И я сам. Пришел в себя… у ворот Ада. Это случилось двадцать лет назад, мне осталось еще около тысячи, чтобы отбыть наказание.
– Но твоя рана похожа на пулевую! – воскликнула Орлин. – Ты ведь погиб во время столкновения на шоссе?
Несчастный с трудом улыбнулся:
– Это не моя рана. И не пассажиров, погибших во время аварии. Я страдаю за собаку.
– Собаку?
– Видишь ли, среди пассажиров в основном были дети. Зло еще не запятнало их души, хотя кое‑какие некрасивые поступки они совершали. Они остались бы в Чистилище или еще где‑нибудь до тех пор, пока не заслужили бы право отправиться в Рай. Но они умерли раньше времени. Возможно, при жизни им удалось бы искупить свои грехи, а потом за ними пришла бы смерть от естественных причин. Вот в чем моя вина.
– В том, что ты лишил их такой возможности? – догадалась Орлин.
– Именно. Я должен нести наказание за то, что они совершили, раз они преждевременно ушли из жизни и не успели сами исправить зло. Мне понадобится несколько веков, чтобы разобраться с грехами погибших тогда людей, но я даже рад, ведь в определенной степени я расплачиваюсь с ними за то, что у них отнял.
– Но каким образом собака…
– Один мальчишка играл с пистолетом и застрелил соседскую собаку. Чтобы никто ничего не узнал, он притащил труп на пустырь и закопал его там. Ему это сошло с рук, сосед решил, что собака убежала.
Орлин присмотрелась к нему повнимательнее.
– У тебя из раны течет кровь… Как долго продлится твоя мука? Собака умерла не сразу?
– Рана была не очень серьезной, – ответил мужчина. – Собака от нее не умерла.
– Не умерла! Но ведь мальчик ее похоронил!
– Да. Собака задохнулась под землей. Не могу сказать, что с нетерпением жду наступления этой части искупления греха.
Орлин была возмущена, несмотря на очевидную справедливость наказания.
– По крайней мере, все скоро кончится.
– Да, через несколько часов, – тяжело дыша, ответил он. – Но повторится снова и снова.
– Повторится?
– Я должен переживать весь ужас происшедшего еще и еще раз, пока полностью не раскаюсь в содеянном. Мальчишке понадобилась бы целая сотня раз!
– Но ты же не виноват в смерти той собаки! Разве ты можешь искренне раскаяться в том, чего не совершил?
– Согласен, тут возникает некоторое противоречие, – проговорил мужчина.
– Наверное, именно по этой причине мне так и не удалось сдвинуться дальше первого грешника.

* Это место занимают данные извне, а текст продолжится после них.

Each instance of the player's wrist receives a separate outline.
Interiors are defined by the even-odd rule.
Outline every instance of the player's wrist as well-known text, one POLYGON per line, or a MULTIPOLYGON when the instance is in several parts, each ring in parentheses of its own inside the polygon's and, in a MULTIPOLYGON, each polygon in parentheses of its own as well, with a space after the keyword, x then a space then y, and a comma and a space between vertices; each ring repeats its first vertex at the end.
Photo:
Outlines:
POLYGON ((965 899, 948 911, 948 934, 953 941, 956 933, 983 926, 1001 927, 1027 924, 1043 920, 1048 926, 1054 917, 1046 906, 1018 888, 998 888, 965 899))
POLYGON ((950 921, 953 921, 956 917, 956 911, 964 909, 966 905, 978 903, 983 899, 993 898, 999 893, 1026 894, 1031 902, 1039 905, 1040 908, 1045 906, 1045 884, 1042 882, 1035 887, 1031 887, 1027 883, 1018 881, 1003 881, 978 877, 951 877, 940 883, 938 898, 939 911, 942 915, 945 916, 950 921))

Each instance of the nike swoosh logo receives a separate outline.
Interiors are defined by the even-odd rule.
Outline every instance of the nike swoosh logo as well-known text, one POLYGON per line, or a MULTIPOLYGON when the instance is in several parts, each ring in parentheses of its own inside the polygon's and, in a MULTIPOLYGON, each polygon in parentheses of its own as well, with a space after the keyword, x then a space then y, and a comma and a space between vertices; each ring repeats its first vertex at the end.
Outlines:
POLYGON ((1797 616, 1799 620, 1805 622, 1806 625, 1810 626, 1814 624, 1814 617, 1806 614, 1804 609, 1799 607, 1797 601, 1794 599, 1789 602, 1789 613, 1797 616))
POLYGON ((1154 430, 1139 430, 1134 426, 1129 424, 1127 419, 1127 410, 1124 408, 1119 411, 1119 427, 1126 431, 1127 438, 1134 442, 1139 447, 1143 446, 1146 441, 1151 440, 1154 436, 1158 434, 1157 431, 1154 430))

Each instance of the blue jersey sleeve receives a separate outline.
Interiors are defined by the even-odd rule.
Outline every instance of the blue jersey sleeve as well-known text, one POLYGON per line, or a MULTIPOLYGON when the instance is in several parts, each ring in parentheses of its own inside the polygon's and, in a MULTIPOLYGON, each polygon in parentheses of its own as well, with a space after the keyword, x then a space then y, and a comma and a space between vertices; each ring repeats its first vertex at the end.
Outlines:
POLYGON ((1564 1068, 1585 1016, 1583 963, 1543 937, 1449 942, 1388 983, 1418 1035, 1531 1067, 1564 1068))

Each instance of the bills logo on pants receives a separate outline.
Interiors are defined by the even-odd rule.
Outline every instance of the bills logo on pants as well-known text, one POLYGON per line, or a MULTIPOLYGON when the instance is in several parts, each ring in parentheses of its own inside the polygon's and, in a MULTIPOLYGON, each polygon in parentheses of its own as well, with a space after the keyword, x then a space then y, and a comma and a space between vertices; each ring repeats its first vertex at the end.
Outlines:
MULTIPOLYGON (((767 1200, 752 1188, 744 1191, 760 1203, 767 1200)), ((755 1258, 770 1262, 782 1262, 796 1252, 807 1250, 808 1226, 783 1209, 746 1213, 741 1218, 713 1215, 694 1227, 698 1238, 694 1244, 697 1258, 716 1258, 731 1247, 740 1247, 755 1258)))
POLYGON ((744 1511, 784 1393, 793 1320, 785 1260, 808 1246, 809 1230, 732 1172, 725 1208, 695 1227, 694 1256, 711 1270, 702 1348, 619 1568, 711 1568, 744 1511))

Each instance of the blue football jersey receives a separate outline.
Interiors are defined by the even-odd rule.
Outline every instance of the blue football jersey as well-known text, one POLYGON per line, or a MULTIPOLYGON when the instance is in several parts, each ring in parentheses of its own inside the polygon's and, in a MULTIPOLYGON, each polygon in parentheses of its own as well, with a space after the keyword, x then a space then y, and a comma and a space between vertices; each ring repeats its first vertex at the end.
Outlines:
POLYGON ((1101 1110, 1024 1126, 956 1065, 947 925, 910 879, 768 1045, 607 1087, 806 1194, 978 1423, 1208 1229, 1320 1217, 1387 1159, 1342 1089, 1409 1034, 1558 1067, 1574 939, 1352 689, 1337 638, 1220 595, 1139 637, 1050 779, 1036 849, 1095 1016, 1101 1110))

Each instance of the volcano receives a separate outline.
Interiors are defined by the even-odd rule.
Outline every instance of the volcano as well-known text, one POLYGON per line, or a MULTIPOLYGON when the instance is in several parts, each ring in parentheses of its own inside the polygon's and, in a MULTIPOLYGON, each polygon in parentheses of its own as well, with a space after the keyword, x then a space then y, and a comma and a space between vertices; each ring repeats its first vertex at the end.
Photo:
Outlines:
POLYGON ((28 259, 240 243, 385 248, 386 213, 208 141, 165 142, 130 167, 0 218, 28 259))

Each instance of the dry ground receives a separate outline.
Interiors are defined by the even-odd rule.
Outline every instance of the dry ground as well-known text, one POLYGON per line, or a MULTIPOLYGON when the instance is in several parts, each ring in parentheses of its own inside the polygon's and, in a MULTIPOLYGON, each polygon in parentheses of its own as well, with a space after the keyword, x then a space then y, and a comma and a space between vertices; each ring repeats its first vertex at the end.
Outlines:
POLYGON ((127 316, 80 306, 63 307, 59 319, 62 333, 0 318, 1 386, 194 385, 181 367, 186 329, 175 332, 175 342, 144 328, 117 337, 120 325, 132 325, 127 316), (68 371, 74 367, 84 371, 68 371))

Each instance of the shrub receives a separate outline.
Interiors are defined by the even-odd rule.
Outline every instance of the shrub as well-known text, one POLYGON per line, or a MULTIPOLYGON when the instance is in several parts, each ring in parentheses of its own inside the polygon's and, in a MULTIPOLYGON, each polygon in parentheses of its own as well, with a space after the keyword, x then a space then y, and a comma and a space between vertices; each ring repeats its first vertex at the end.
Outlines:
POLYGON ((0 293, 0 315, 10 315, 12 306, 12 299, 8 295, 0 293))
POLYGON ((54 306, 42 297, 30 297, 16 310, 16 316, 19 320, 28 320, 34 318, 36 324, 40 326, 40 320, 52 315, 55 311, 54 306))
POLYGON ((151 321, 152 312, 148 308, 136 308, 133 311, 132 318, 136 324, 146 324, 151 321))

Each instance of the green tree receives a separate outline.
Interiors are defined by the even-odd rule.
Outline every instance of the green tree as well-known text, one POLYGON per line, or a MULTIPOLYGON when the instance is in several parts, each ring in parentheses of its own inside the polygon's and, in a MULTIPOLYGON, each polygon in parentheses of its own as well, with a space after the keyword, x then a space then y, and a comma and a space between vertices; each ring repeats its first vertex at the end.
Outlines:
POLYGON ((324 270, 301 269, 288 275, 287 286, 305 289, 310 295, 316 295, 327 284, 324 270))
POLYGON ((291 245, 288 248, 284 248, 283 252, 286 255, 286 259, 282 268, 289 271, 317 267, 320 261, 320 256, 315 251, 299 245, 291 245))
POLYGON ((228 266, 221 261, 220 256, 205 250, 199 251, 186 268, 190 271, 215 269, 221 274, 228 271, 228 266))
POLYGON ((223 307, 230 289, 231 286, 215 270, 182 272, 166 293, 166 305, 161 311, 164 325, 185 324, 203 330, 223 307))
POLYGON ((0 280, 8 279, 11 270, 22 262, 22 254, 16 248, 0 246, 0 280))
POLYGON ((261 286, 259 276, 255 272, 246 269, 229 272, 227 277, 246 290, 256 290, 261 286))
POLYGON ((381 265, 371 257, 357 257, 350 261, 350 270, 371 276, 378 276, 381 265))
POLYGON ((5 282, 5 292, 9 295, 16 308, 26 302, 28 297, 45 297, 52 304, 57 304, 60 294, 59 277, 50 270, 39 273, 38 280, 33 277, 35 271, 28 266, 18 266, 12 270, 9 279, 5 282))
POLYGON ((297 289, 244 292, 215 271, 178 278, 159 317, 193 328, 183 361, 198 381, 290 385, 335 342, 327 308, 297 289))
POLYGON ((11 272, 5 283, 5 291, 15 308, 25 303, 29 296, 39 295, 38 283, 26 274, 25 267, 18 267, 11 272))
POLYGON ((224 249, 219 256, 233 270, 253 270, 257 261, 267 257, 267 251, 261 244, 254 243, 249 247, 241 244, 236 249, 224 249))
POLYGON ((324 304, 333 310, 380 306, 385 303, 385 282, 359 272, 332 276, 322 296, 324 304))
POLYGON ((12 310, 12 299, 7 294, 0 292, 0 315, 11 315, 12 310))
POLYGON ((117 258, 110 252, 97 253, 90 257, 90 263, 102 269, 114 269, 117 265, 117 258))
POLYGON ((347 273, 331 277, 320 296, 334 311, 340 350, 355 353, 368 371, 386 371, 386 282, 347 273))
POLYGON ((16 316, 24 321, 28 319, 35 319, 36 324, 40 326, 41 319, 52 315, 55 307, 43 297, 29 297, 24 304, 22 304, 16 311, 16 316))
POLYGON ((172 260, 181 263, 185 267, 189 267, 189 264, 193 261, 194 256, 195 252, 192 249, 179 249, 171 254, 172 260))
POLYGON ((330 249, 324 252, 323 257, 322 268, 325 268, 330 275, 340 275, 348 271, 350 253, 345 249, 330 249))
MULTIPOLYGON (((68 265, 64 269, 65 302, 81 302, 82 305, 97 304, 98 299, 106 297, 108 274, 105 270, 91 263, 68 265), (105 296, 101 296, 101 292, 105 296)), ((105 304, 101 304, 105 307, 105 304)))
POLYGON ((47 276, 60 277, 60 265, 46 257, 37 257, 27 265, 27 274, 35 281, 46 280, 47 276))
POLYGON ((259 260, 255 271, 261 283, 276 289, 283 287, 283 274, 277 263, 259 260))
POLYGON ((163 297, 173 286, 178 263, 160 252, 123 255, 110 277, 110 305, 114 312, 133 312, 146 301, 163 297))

– Первого? Первого из тех, кто пострадал во время катастрофы?
– Первого существенного греха первого из погибших, – пояснил страдалец.
– Сколько… сколько раз ты уже пережил смерть собаки?
– К нынешнему моменту? Не знаю. Я сбился со счета на десяти тысячах.
– Десять тысяч!
– Несколько лет назад, мне кажется. Впрочем, здесь, в голой камере, следить за временем совсем непросто. Ты первая посетительница, с которой мне довелось поговорить.
Орлин возмущал поступок мужчины. Она не могла симпатизировать тому, кто отнял у детей жизнь, поскольку знала, как страдает мать, теряя ребенка. Но то, что здесь происходило, поражало своей бессмысленностью. Этот человек никогда не сможет искупить чужие грехи, не говоря уже о своих собственных. Он совершенно зря страдает!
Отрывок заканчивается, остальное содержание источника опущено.